Part of our investigation was around NP-Completeness, we make it a decision problem and try to find a suitable transformation to any of the problems listed in Garey and Johnson’s book: Computers and Intractability with no results. There is also no direct reference (from our point of view) to this kind of variation in Donald E. Knuth’s book: The art of Computer Programing Vol. 3 Sorting and Searching. We also analyzed algorithms to sort linked lists but none of them gives a good idea to find de optimal sequence of movements.
Note that the idea is not to find an algorithm that orders the sequence, but one to tell me the optimal sequence of movements in terms of cost that organizes the sequence, you can make a copy and sort it to analyze the final position of the elements if you want, in fact we may assume that the list contains the numbers from 1 to n, so we know where we want to put each number, we are just concerned with minimizing the total cost of the steps.
We tested several greedy approaches but all of them failed, divide and conquer sorting algorithms can’t be used because they swap with no cost portions of the list and our dynamic programing approaches had to consider many cases.
The brute force recursive algorithm takes all the possible combinations of movements from i to j and then again all the possible moments of the rest of the element’s, at the end it returns the sequence with less total cost that sorted the list, as you can imagine the cost of this algorithm is brutal and makes it impracticable for more than 8 elements.
Our observations:
n movements is not necessarily cheaper than n+1 movements (unlike swaps in arrays that are O(1)).
There are basically two ways of moving one element from position i to j: one is to move it directly and the other is to move other elements around i in a way that it reaches the position j.
At most you make n-1 movements (the untouched element reaches its position alone).
If it is the optimal sequence of movements then you didn’t move the same element twice.
This problem looks like a good candidate for an approximation algorithm but that would only give us a good enough answer. Since you want the optimal answer, this is what I'd do to improve on the brute force approach.
Instead of blindly trying every permutations, I'd use a backtracking approach that would maintain the best solution found and prune any branches that exceed the cost of our best solution.

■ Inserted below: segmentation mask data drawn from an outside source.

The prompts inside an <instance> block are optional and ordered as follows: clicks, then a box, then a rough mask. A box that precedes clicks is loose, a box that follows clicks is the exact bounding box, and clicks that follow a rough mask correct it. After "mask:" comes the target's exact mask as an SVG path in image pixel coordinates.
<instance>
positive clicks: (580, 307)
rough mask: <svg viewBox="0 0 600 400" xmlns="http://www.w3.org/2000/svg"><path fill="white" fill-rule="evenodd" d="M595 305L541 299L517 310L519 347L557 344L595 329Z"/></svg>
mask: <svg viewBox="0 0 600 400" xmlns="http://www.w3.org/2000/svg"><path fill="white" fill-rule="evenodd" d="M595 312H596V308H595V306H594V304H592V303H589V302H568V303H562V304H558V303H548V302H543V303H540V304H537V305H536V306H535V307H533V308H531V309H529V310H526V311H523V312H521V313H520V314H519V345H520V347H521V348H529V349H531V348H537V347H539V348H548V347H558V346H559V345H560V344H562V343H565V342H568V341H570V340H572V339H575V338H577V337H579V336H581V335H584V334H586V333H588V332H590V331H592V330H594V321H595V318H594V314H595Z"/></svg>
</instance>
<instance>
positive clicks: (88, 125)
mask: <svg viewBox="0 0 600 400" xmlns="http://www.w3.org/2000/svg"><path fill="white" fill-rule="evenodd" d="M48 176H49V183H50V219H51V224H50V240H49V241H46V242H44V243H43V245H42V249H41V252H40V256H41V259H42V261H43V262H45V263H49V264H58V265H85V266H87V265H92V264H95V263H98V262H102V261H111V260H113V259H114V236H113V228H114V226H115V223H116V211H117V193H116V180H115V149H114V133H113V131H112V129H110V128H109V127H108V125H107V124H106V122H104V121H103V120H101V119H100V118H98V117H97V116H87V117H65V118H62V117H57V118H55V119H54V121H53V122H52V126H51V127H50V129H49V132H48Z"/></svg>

I would also add a transposition table to avoid redoing searches on states that were reached by previous branches using different move permutations.
I would also add a few heuristics to explore moves that are more likely to reach good results before any other moves. For example, prefer moves that have a small cost first. I'd need to experiment before I can tell which heuristics would work best if any.
I would also try to find the longest increasing subsequence of numbers in the original array. This will give us a sequence of numbers that don't need to be moved which should considerably cut the number of branches we need to explore. This also greatly speeds up searches on list that are almost sorted.
I'd expect these improvements to be able to handle lists that are far greater than 8 but when dealing with large lists of random numbers, I'd prefer an approximation algorithm.
By popular demand (1 person), this is what I'd do to solve this with a genetic algorithm (the meta-heuristique I'm most familiar with).
First, I'd start by calculating the longest increasing subsequence of numbers (see above). Every item that is not part of that set has to be moved. All we need to know now is in what order.
The genomes used as input for the genetic algorithm, is simply an array where each element represents an item to be moved. The order in which the items show up in the array represent the order in which they have to be moved. The fitness function would be the cost calculation described in the original question.
We now have all the elements needed to plug the problem in a standard genetic algorithm. The rest is just tweaking. Lots and lots of tweaking.